Partition identification varies according to who is doing the identification. The BIOS, with whom GRUB communicates, identifies drives as hd(d,p), where d is the drive number, and p is the partition number. Since the BIOS starts number table element swith 0, hd(0,0) is the first drive, and the first partition on the drive. In Linux, PATA (previously known as IDE) drives appear as hdxp, where x is the drive letter (starts with a), and p is the partition (starts with 1). SATA drives use sdxp, with the same meanings as above. If you know the distro was installed on sda5, then the BIOS disk identification is hd(0,4) – partition number is one less.
With this information, I can now edit /boot/grub/menu.lst. This file is owned by root, so you need to use either sudo, or su to root. I have worked on UNIX since 1978, so I use su. However you become and whatever editor you use, you need to modify menu.lst on the distro that boots by default. For example on one laptop, Fedora is the default boot. So I added the following lines to the end of menu.lst:
title Linux Mint (/dev/sda5) root (hd0,4) configfile /boot/grub/menu.lst
You may also want to modify the timeout variable. This variable is the delay before GRUB autoboots the default entry in menu.lst. Fedora 10 set the timeout to 0, which is no delay. I changed to 10.

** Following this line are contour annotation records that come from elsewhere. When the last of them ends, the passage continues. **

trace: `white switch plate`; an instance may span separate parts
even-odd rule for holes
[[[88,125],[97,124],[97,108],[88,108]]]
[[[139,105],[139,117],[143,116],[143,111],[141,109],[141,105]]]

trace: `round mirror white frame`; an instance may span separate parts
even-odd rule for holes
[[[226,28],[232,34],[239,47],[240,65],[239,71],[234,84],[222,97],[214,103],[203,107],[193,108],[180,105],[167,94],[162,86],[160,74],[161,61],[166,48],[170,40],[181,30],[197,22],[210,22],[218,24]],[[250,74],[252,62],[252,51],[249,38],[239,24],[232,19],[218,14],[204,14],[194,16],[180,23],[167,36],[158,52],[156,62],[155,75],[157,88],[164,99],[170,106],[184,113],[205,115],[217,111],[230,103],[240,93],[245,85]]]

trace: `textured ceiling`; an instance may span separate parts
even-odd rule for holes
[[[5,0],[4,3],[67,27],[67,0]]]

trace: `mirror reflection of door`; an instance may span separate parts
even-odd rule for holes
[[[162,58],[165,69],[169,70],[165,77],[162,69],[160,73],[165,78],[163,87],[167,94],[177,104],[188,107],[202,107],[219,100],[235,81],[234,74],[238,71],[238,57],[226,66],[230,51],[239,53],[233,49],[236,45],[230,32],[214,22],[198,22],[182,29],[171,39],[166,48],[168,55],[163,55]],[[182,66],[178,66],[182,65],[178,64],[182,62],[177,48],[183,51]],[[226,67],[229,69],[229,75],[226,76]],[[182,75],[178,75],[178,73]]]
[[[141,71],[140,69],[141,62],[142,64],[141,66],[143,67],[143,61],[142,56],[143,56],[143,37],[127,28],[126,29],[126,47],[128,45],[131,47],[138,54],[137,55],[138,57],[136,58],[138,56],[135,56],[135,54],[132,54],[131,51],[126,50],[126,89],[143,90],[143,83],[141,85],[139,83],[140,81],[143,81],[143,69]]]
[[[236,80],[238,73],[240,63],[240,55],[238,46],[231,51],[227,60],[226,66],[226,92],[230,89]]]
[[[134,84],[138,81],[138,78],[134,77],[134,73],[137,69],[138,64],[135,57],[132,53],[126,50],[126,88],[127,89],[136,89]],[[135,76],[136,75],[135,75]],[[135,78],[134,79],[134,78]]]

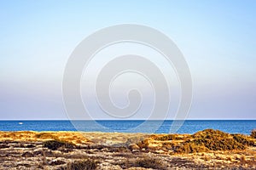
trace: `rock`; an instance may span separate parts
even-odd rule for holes
[[[22,154],[21,156],[22,157],[33,157],[34,155],[32,153],[31,153],[31,152],[25,152],[25,153]]]
[[[61,160],[53,160],[51,162],[49,162],[49,165],[50,166],[55,166],[55,165],[63,165],[66,162]]]
[[[129,150],[139,150],[140,147],[139,147],[137,144],[131,144],[128,146],[128,149],[129,149]]]
[[[164,150],[155,150],[154,151],[156,154],[164,154],[164,153],[166,153]]]

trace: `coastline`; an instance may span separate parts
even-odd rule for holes
[[[0,169],[61,170],[76,165],[91,166],[88,169],[255,169],[255,144],[249,135],[212,129],[194,134],[0,132]]]

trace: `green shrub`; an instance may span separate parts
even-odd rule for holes
[[[65,170],[94,170],[96,168],[98,162],[92,159],[76,161],[67,164]]]
[[[48,140],[44,142],[43,146],[53,150],[58,150],[59,148],[74,148],[74,144],[61,140]]]
[[[245,145],[253,145],[254,142],[249,139],[248,137],[243,135],[243,134],[232,134],[233,139],[242,144]]]
[[[177,153],[193,153],[207,150],[244,150],[254,142],[242,134],[230,134],[219,130],[206,129],[192,135],[177,147]]]
[[[189,143],[184,143],[183,144],[179,146],[177,149],[176,152],[189,154],[189,153],[195,153],[195,152],[205,152],[208,150],[209,150],[204,145],[198,145],[195,143],[189,142]]]
[[[176,136],[175,134],[166,134],[164,136],[160,136],[160,137],[155,137],[155,140],[160,140],[160,141],[165,141],[165,140],[175,140]]]
[[[164,162],[160,159],[143,156],[135,160],[127,160],[125,163],[125,167],[144,167],[144,168],[153,168],[153,169],[166,169]]]
[[[252,130],[252,132],[251,132],[251,137],[253,139],[256,139],[256,129]]]

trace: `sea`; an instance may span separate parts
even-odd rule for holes
[[[141,126],[144,122],[145,126]],[[256,120],[186,120],[172,131],[173,120],[148,121],[0,121],[0,131],[83,131],[148,133],[194,133],[204,129],[218,129],[230,133],[250,134]],[[157,128],[152,127],[160,124]],[[173,128],[173,127],[172,127]]]

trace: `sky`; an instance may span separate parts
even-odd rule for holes
[[[164,32],[183,54],[189,119],[256,119],[255,8],[253,0],[1,1],[0,120],[68,119],[61,83],[70,54],[96,31],[127,23]]]

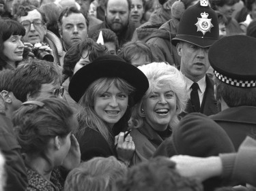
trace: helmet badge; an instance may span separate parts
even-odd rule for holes
[[[202,32],[204,35],[207,32],[211,32],[213,26],[212,24],[212,18],[208,18],[209,14],[203,12],[201,14],[201,18],[197,18],[197,22],[195,24],[197,27],[197,31]]]

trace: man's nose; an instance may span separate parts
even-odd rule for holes
[[[117,13],[115,16],[115,20],[120,20],[120,15],[119,13]]]
[[[200,48],[198,49],[197,57],[203,59],[205,58],[205,54],[207,54],[205,48]]]
[[[78,29],[77,29],[77,27],[76,26],[74,26],[74,30],[73,30],[73,33],[77,33],[79,31],[78,31]]]
[[[30,31],[35,31],[35,27],[33,26],[33,24],[30,24]]]

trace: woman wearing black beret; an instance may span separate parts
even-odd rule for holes
[[[135,146],[124,132],[131,107],[148,86],[139,69],[115,55],[98,57],[74,74],[68,91],[81,106],[76,137],[82,160],[115,156],[130,164]]]

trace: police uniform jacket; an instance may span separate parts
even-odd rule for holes
[[[218,112],[217,107],[217,102],[214,98],[214,85],[213,82],[206,75],[206,88],[203,94],[203,99],[200,107],[200,113],[203,114],[206,116],[211,116],[216,114]],[[182,114],[181,116],[184,116],[186,114],[195,112],[193,107],[190,100],[189,99],[187,103],[185,114]]]
[[[236,150],[246,136],[256,138],[256,107],[240,106],[225,109],[210,116],[229,136]]]

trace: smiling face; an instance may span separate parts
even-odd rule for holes
[[[169,86],[161,86],[143,99],[145,120],[156,131],[166,130],[175,115],[176,102],[176,96]]]
[[[77,42],[85,40],[87,36],[85,18],[81,13],[72,13],[62,18],[60,35],[68,49]]]
[[[29,12],[27,16],[21,16],[19,18],[19,22],[21,24],[27,22],[27,21],[33,22],[34,20],[39,22],[42,22],[41,14],[36,10]],[[43,41],[44,35],[46,34],[46,26],[45,24],[42,22],[41,27],[35,27],[34,24],[30,24],[27,27],[24,27],[26,29],[26,35],[24,36],[25,42],[35,44],[35,43]]]
[[[112,84],[107,90],[102,90],[96,94],[94,110],[100,119],[113,127],[125,114],[128,102],[128,94]]]
[[[3,53],[8,59],[7,63],[11,65],[15,65],[15,62],[23,58],[24,44],[21,38],[20,35],[11,35],[3,42]]]
[[[83,52],[83,55],[79,61],[76,64],[74,68],[74,74],[81,68],[88,65],[91,61],[89,60],[88,50],[85,50]]]
[[[130,20],[134,22],[140,22],[144,14],[142,0],[132,0]]]
[[[210,67],[209,48],[201,48],[187,42],[180,42],[177,50],[181,56],[180,71],[188,78],[197,82],[203,78]]]

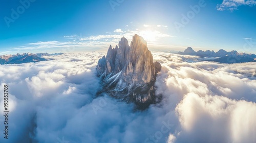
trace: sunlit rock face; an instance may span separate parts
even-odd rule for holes
[[[127,102],[133,102],[145,108],[156,101],[154,83],[161,64],[153,62],[146,42],[137,34],[129,46],[124,37],[97,66],[98,76],[102,78],[103,91]]]

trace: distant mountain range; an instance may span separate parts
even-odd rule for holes
[[[183,52],[179,52],[178,54],[183,55],[197,56],[201,58],[216,58],[214,59],[206,59],[206,61],[218,62],[221,63],[237,63],[249,62],[256,62],[256,55],[244,53],[239,53],[236,51],[227,52],[223,49],[215,53],[214,51],[199,50],[195,51],[191,47],[188,47]]]
[[[43,56],[56,56],[62,54],[62,53],[48,54],[46,53],[24,53],[16,55],[5,55],[0,56],[0,64],[20,64],[29,62],[37,62],[46,61]]]

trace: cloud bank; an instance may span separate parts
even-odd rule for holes
[[[0,65],[1,87],[9,86],[10,104],[9,138],[0,141],[256,141],[254,64],[152,54],[162,65],[155,85],[163,99],[143,111],[106,94],[96,96],[101,87],[95,67],[105,53],[68,54],[51,61]]]
[[[233,11],[238,10],[240,6],[253,6],[256,5],[254,0],[223,0],[222,3],[217,5],[217,10],[219,11],[229,10]]]

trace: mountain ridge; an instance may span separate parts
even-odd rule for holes
[[[62,53],[48,54],[25,53],[15,55],[0,55],[0,64],[20,64],[29,62],[37,62],[46,61],[47,59],[42,58],[44,56],[55,56],[62,54]]]

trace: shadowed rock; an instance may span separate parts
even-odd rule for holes
[[[157,74],[161,64],[153,62],[147,43],[137,34],[131,46],[124,37],[119,48],[111,45],[106,56],[100,59],[97,66],[98,76],[102,78],[103,89],[115,98],[133,102],[141,109],[155,103],[155,89]]]

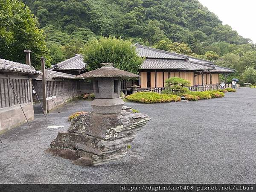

This approach makes my life easy, because only one menu.lst needs to be modified. If I replace Linux Mint with another version, or another distro, the boot would still work. I learned this trick from openSUSE, which is the only distro I know of that correctly finds and boots other distros.
Now, this is the easy way to multi-boot.


2 comments ↓
I ran through this post of yours while it was newly posted, but I disregarded it.
Yesterday, I was cramming to make my laptop multi boot, and I just couldn’t figure out how (chainload, you know). Eventually I knew, and then I read this post (again!)
I should have read this before preparing my machine for multi boot setup. Keep those great articles coming!
I used to fight with chainload, until I found the solution in the post. It is more flexible, and works.